Project description:Directional growth of lateral roots is critical for radial expansion and soil coverage. Despite its importance, almost nothing is known about its molecular determinants. Initially, young lateral roots (LRs) grow away from the parental root, maintaining the angle acquired shortly after emergence. A second downwards bending response to gravity terminates the so-called plateau phase and thereby limits radial root expansion. Here, we show that the exit from the plateau phase correlates with an increase in auxin signalling at the tip of the LRs.

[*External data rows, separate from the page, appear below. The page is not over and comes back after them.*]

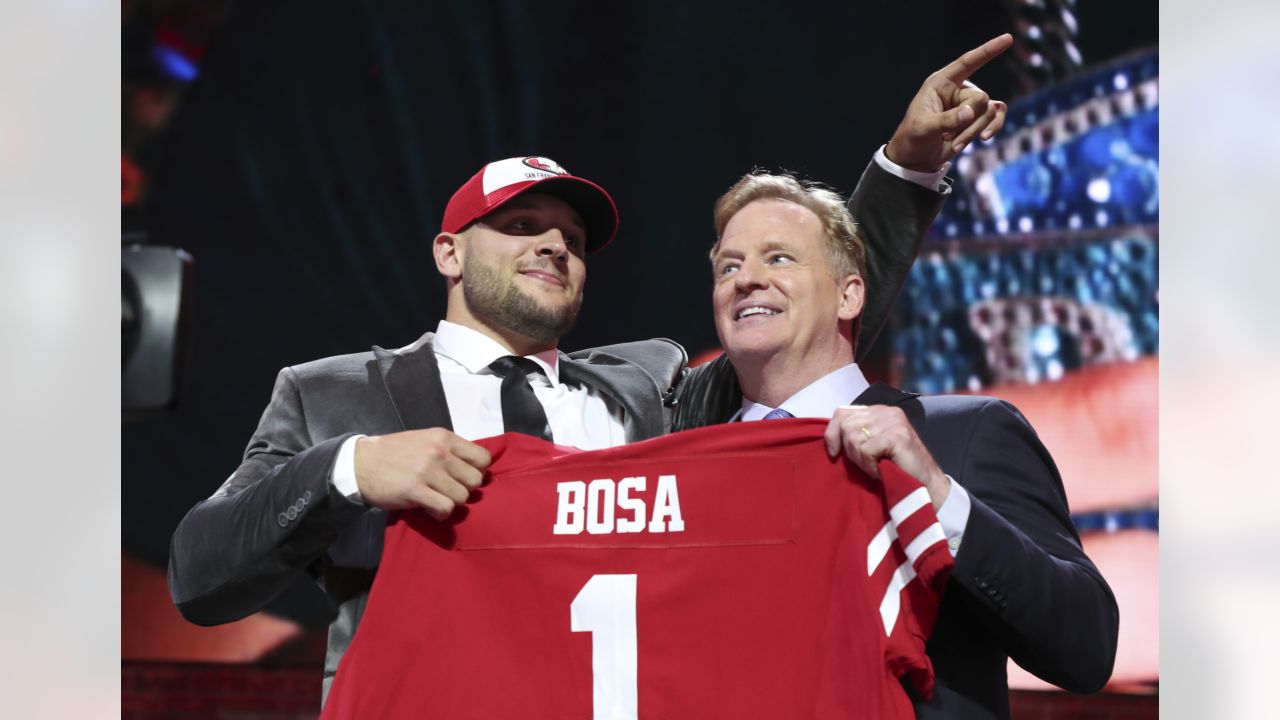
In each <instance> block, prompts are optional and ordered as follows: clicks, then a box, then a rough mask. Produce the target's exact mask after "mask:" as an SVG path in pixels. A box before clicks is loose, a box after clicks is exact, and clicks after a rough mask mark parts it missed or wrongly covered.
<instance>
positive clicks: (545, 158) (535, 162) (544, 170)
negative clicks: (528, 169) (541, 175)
mask: <svg viewBox="0 0 1280 720" xmlns="http://www.w3.org/2000/svg"><path fill="white" fill-rule="evenodd" d="M521 161H522V163H524V164H526V165H529V167H530V168H534V169H535V170H543V172H544V173H556V174H557V176H567V174H568V170H566V169H564V168H562V167H559V165H557V164H556V160H552V159H549V158H525V159H524V160H521Z"/></svg>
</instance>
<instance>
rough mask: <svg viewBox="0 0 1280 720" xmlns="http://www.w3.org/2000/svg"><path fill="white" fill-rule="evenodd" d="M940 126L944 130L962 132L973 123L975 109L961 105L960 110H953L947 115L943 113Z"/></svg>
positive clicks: (947, 112)
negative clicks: (973, 116)
mask: <svg viewBox="0 0 1280 720" xmlns="http://www.w3.org/2000/svg"><path fill="white" fill-rule="evenodd" d="M940 120H941V122H940V123H938V124H940V126H942V129H950V131H960V129H964V128H966V127H969V123H972V122H973V108H970V106H969V105H960V106H959V108H952V109H950V110H947V111H946V113H942V117H941V118H940Z"/></svg>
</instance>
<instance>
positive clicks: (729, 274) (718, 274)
mask: <svg viewBox="0 0 1280 720" xmlns="http://www.w3.org/2000/svg"><path fill="white" fill-rule="evenodd" d="M737 266H739V265H737V263H724V264H722V265H721V266H719V268H716V277H718V278H723V277H724V275H732V274H733V273H736V272H737Z"/></svg>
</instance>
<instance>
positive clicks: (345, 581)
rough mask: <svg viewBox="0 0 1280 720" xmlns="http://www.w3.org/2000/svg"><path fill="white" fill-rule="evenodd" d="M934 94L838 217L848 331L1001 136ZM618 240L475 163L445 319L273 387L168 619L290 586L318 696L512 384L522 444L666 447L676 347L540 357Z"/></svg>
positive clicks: (467, 498)
mask: <svg viewBox="0 0 1280 720" xmlns="http://www.w3.org/2000/svg"><path fill="white" fill-rule="evenodd" d="M1006 46H1007V45H1006ZM1001 50H1002V47H1001ZM932 82H933V78H931V81H929V82H927V83H925V87H923V88H922V91H920V92H922V96H924V95H929V97H931V99H932V100H933V102H923V104H922V102H920V96H918V99H916V101H915V102H913V106H911V109H910V110H909V113H908V115H906V118H904V122H902V124H901V126H900V127H899V129H897V132H896V133H895V136H893V140H892V141H891V142H890V146H888V152H886V149H882V150H881V151H879V152H878V154H877V158H876V159H874V160H873V161H872V163H870V164H869V165H868V169H867V172H865V173H864V174H863V178H861V181H860V183H859V187H858V190H856V191H855V193H854V199H852V200H851V204H852V208H854V210H855V211H856V213H859V214H860V217H861V218H863V219H864V224H865V228H867V232H868V236H869V237H872V238H873V243H874V246H876V263H873V265H872V269H870V273H872V275H873V277H877V278H878V281H877V284H878V286H879V287H882V288H884V290H883V293H884V296H883V297H873V299H872V301H870V306H869V310H868V311H867V314H865V315H867V318H868V322H867V323H865V332H867V333H868V336H873V334H874V332H876V331H877V329H878V327H879V324H882V323H883V319H884V316H886V315H887V311H888V307H890V306H891V305H892V297H893V296H895V295H896V292H897V288H899V287H900V286H901V282H902V279H904V278H905V275H906V272H908V269H909V268H910V264H911V261H913V260H914V258H915V252H916V249H918V247H919V243H920V241H922V238H923V236H924V232H925V229H927V228H928V225H929V223H931V222H932V220H933V217H934V215H936V214H937V211H938V209H940V208H941V204H942V200H943V197H945V193H946V184H945V181H943V179H942V176H943V173H945V168H942V170H941V172H940V170H938V165H940V164H942V163H943V160H946V159H948V158H950V156H951V155H954V154H955V151H957V150H959V146H961V145H963V143H965V142H968V141H969V140H972V138H974V137H975V136H978V135H979V133H983V135H986V136H989V133H993V132H996V131H998V129H1000V127H1001V124H1002V123H1004V114H1005V106H1004V104H1002V102H998V101H988V97H987V96H986V94H983V92H982V91H980V90H978V88H975V87H960V86H959V85H957V86H955V87H954V88H951V90H952V91H951V92H947V94H946V95H945V96H942V95H938V94H936V92H934V91H933V90H932V88H933V86H932V85H931V83H932ZM927 90H929V92H928V94H927V92H925V91H927ZM891 154H892V155H893V159H892V160H891V159H890V155H891ZM940 158H941V159H940ZM895 160H896V161H895ZM616 229H617V210H616V208H614V204H613V201H612V199H611V197H609V196H608V193H607V192H604V190H602V188H600V187H599V186H595V184H594V183H591V182H589V181H585V179H582V178H576V177H572V176H570V174H568V173H566V172H564V170H563V169H562V168H559V167H558V165H557V164H556V163H554V161H552V160H549V159H547V158H512V159H508V160H502V161H498V163H492V164H489V165H486V167H485V168H484V169H481V172H480V173H477V174H476V176H475V177H474V178H471V181H468V182H467V183H466V184H463V186H462V187H461V188H460V190H458V192H457V193H456V195H454V196H453V199H452V200H451V201H449V205H448V208H447V209H445V213H444V223H443V227H442V232H440V234H438V236H436V238H435V241H434V245H433V254H434V259H435V264H436V269H438V270H439V273H440V274H442V275H443V277H444V278H445V286H447V293H448V304H447V313H445V319H444V322H442V323H440V324H439V327H438V329H436V332H435V333H428V334H425V336H422V337H421V338H419V340H417V341H416V342H413V343H412V345H408V346H406V347H402V348H399V350H383V348H380V347H375V348H374V350H372V351H371V352H362V354H356V355H344V356H338V357H328V359H323V360H316V361H314V363H307V364H303V365H297V366H292V368H285V369H284V370H282V372H280V374H279V377H278V379H276V384H275V389H274V392H273V397H271V402H270V405H269V406H268V407H266V410H265V411H264V414H262V419H261V421H260V424H259V428H257V432H256V433H255V434H253V437H252V439H251V441H250V445H248V448H247V450H246V454H244V459H243V461H242V462H241V465H239V468H238V469H237V470H236V473H233V474H232V477H230V478H229V479H228V480H227V482H225V483H224V484H223V487H221V488H219V489H218V491H216V492H215V493H214V495H212V496H211V497H209V498H207V500H205V501H202V502H200V503H198V505H197V506H196V507H193V509H192V511H191V512H188V515H187V516H186V518H184V519H183V521H182V523H180V525H179V527H178V529H177V532H175V533H174V538H173V544H172V552H170V561H169V587H170V592H172V594H173V598H174V602H175V603H177V606H178V609H179V610H180V611H182V614H183V616H184V618H187V619H188V620H191V621H193V623H197V624H204V625H211V624H219V623H229V621H233V620H237V619H241V618H244V616H246V615H250V614H252V612H255V611H257V610H260V609H261V607H262V606H264V605H266V603H268V602H269V601H270V600H271V598H273V597H275V596H276V594H278V593H279V592H280V591H282V589H284V587H285V585H287V584H288V583H289V582H291V580H292V579H293V578H294V577H296V575H297V574H298V573H302V571H306V573H308V574H310V575H311V577H314V578H315V579H316V580H317V582H319V583H320V584H321V587H323V588H324V591H325V593H326V594H328V596H329V598H330V602H332V603H333V606H334V607H335V609H337V614H335V616H334V619H333V621H332V624H330V628H329V650H328V653H326V657H325V683H324V687H325V692H328V687H329V683H330V680H332V678H333V675H334V673H335V671H337V667H338V661H339V660H340V657H342V653H343V651H344V650H346V648H347V646H348V644H349V642H351V638H352V637H353V634H355V632H356V626H357V624H358V621H360V616H361V614H362V611H364V606H365V601H366V598H367V593H369V588H370V584H371V582H372V577H374V573H375V570H376V568H378V561H379V557H380V553H381V538H383V528H384V525H385V512H384V511H385V510H394V509H403V507H422V509H424V510H425V511H426V512H430V514H431V515H433V516H435V518H438V519H443V518H448V516H449V515H451V514H452V512H453V511H454V510H456V509H457V507H458V506H460V505H463V503H466V502H467V500H468V497H470V496H471V491H472V489H475V488H476V487H477V486H479V484H480V482H481V478H483V474H484V470H485V468H486V466H488V464H489V455H488V452H486V451H485V450H484V448H481V447H480V446H477V445H475V443H474V442H471V439H475V438H480V437H486V436H493V434H498V433H500V432H503V430H504V429H512V428H513V427H516V425H515V424H513V423H515V421H516V420H515V419H513V418H511V416H508V411H507V410H508V407H506V406H507V405H508V400H509V398H508V396H507V389H511V391H512V392H516V389H517V386H522V387H524V388H525V391H524V392H525V393H526V395H525V401H527V402H529V404H532V405H536V406H540V409H541V410H540V413H536V414H538V415H539V418H538V420H536V421H535V423H532V430H529V429H527V427H524V425H521V427H522V428H524V429H522V432H534V433H535V434H544V437H552V438H553V439H554V441H556V442H559V443H566V445H575V446H577V447H582V448H588V450H591V448H602V447H609V446H613V445H620V443H622V442H632V441H637V439H644V438H649V437H654V436H658V434H660V433H663V432H666V430H667V429H668V424H669V413H671V407H669V398H671V397H672V395H673V387H675V384H676V382H677V379H678V378H680V377H681V373H682V370H684V365H685V360H686V356H685V351H684V350H682V348H681V347H680V346H678V345H676V343H673V342H669V341H663V340H654V341H644V342H636V343H625V345H618V346H611V347H603V348H595V350H589V351H581V352H575V354H572V355H564V354H562V352H559V351H558V350H557V343H558V338H559V336H561V334H563V332H564V331H567V329H568V327H570V325H571V324H572V322H573V319H575V318H576V315H577V310H579V306H580V304H581V300H582V295H581V292H582V283H584V281H585V273H586V266H585V254H586V252H590V251H594V250H598V249H600V247H603V246H604V245H605V243H608V242H609V241H611V240H612V237H613V234H614V232H616ZM865 342H867V343H868V345H869V342H870V340H869V337H868V340H867V341H865ZM525 380H527V382H525ZM504 386H509V387H507V388H506V389H504ZM511 402H512V404H515V405H518V402H517V401H515V400H512V401H511ZM526 410H527V407H526Z"/></svg>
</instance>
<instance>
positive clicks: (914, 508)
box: [888, 486, 929, 525]
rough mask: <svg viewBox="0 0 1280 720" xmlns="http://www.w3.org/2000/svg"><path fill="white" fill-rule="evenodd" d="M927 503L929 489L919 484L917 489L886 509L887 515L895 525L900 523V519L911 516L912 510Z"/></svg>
mask: <svg viewBox="0 0 1280 720" xmlns="http://www.w3.org/2000/svg"><path fill="white" fill-rule="evenodd" d="M928 503H929V491H927V489H924V486H920V487H919V488H918V489H915V491H914V492H911V495H909V496H906V497H904V498H902V500H900V501H897V505H895V506H893V509H892V510H890V511H888V516H890V518H892V519H893V524H895V525H901V524H902V520H906V519H908V518H910V516H911V514H913V512H915V511H916V510H919V509H922V507H924V506H925V505H928Z"/></svg>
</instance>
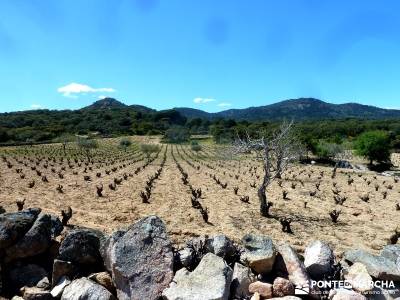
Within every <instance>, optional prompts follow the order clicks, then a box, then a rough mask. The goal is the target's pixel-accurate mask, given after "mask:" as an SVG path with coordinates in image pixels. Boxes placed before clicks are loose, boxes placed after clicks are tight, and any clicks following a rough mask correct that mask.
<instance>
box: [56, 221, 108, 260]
mask: <svg viewBox="0 0 400 300" xmlns="http://www.w3.org/2000/svg"><path fill="white" fill-rule="evenodd" d="M103 239H104V235H103V234H102V233H101V232H100V231H97V230H92V229H86V228H80V229H74V230H71V231H70V232H68V234H67V235H66V237H65V238H64V240H63V241H62V242H61V245H60V249H59V257H58V258H59V259H61V260H65V261H70V262H72V263H73V264H75V265H102V264H103V260H102V258H101V255H100V244H101V242H102V240H103Z"/></svg>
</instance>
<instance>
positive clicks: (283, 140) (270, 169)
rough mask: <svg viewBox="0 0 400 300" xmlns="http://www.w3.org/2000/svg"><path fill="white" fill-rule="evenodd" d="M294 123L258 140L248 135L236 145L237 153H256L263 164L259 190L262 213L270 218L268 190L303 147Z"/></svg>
mask: <svg viewBox="0 0 400 300" xmlns="http://www.w3.org/2000/svg"><path fill="white" fill-rule="evenodd" d="M292 129H293V122H289V123H287V122H284V123H283V124H282V125H281V126H280V128H279V129H278V130H276V131H275V132H273V133H272V134H262V135H261V136H260V137H258V138H252V137H250V136H249V134H246V137H245V138H240V137H238V138H237V140H236V141H235V143H234V151H235V152H236V153H242V154H251V153H255V154H256V157H257V159H258V160H259V161H260V162H261V163H262V166H263V170H264V175H263V179H262V182H261V184H260V185H259V188H258V193H257V194H258V198H259V201H260V213H261V215H262V216H264V217H269V216H270V214H269V208H270V207H271V205H268V204H267V202H268V201H267V195H266V189H267V187H268V186H269V185H270V184H271V182H272V181H273V180H274V179H275V178H281V176H282V174H283V173H284V172H285V170H286V169H287V168H288V166H289V164H290V163H291V162H292V161H293V160H295V159H298V158H299V157H300V155H301V153H302V152H301V150H300V149H302V147H301V145H300V143H299V142H298V139H297V138H296V137H295V135H294V134H293V130H292Z"/></svg>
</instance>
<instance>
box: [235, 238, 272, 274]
mask: <svg viewBox="0 0 400 300" xmlns="http://www.w3.org/2000/svg"><path fill="white" fill-rule="evenodd" d="M242 242H243V246H244V252H243V253H242V255H241V256H240V260H241V261H242V262H244V263H245V264H246V265H248V266H249V267H250V268H252V269H253V270H254V271H255V272H257V273H259V274H266V273H269V272H270V271H271V270H272V267H273V265H274V262H275V257H276V249H275V246H274V244H273V243H272V240H271V239H270V238H269V237H267V236H258V235H253V234H247V235H245V236H244V237H243V239H242Z"/></svg>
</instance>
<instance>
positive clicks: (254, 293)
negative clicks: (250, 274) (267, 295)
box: [250, 293, 261, 300]
mask: <svg viewBox="0 0 400 300" xmlns="http://www.w3.org/2000/svg"><path fill="white" fill-rule="evenodd" d="M260 299H261V297H260V294H259V293H254V295H253V296H251V298H250V300H260Z"/></svg>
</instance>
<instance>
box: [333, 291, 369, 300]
mask: <svg viewBox="0 0 400 300" xmlns="http://www.w3.org/2000/svg"><path fill="white" fill-rule="evenodd" d="M329 299H331V300H366V299H367V298H365V296H363V295H361V294H359V293H357V292H355V291H353V290H346V289H336V290H331V291H330V292H329Z"/></svg>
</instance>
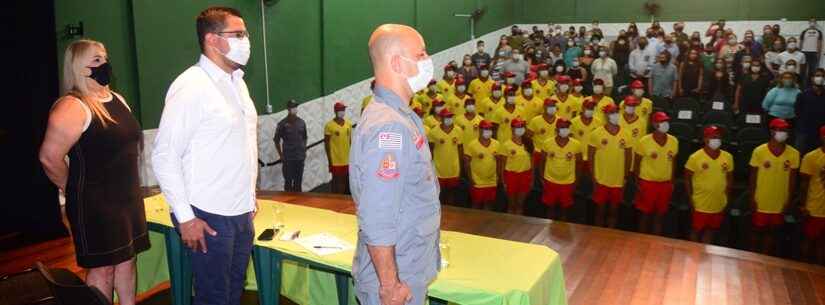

Moreover, the increase in auxin levels induces the termination of the plateau phase, which requires PIN-FORMED (PIN) auxin efflux carriers. Our data suggests that the developmental increase in auxin triggers the preferential derepression of PIN7 in gravity-sensing columella cells. The subsequent polarization of PIN7 heralds the bending towards gravity and, hence, the exit from the plateau phase. This developmental framework reveals the distinct roles of PIN auxin efflux carriers in controlling the radial growth of root systems.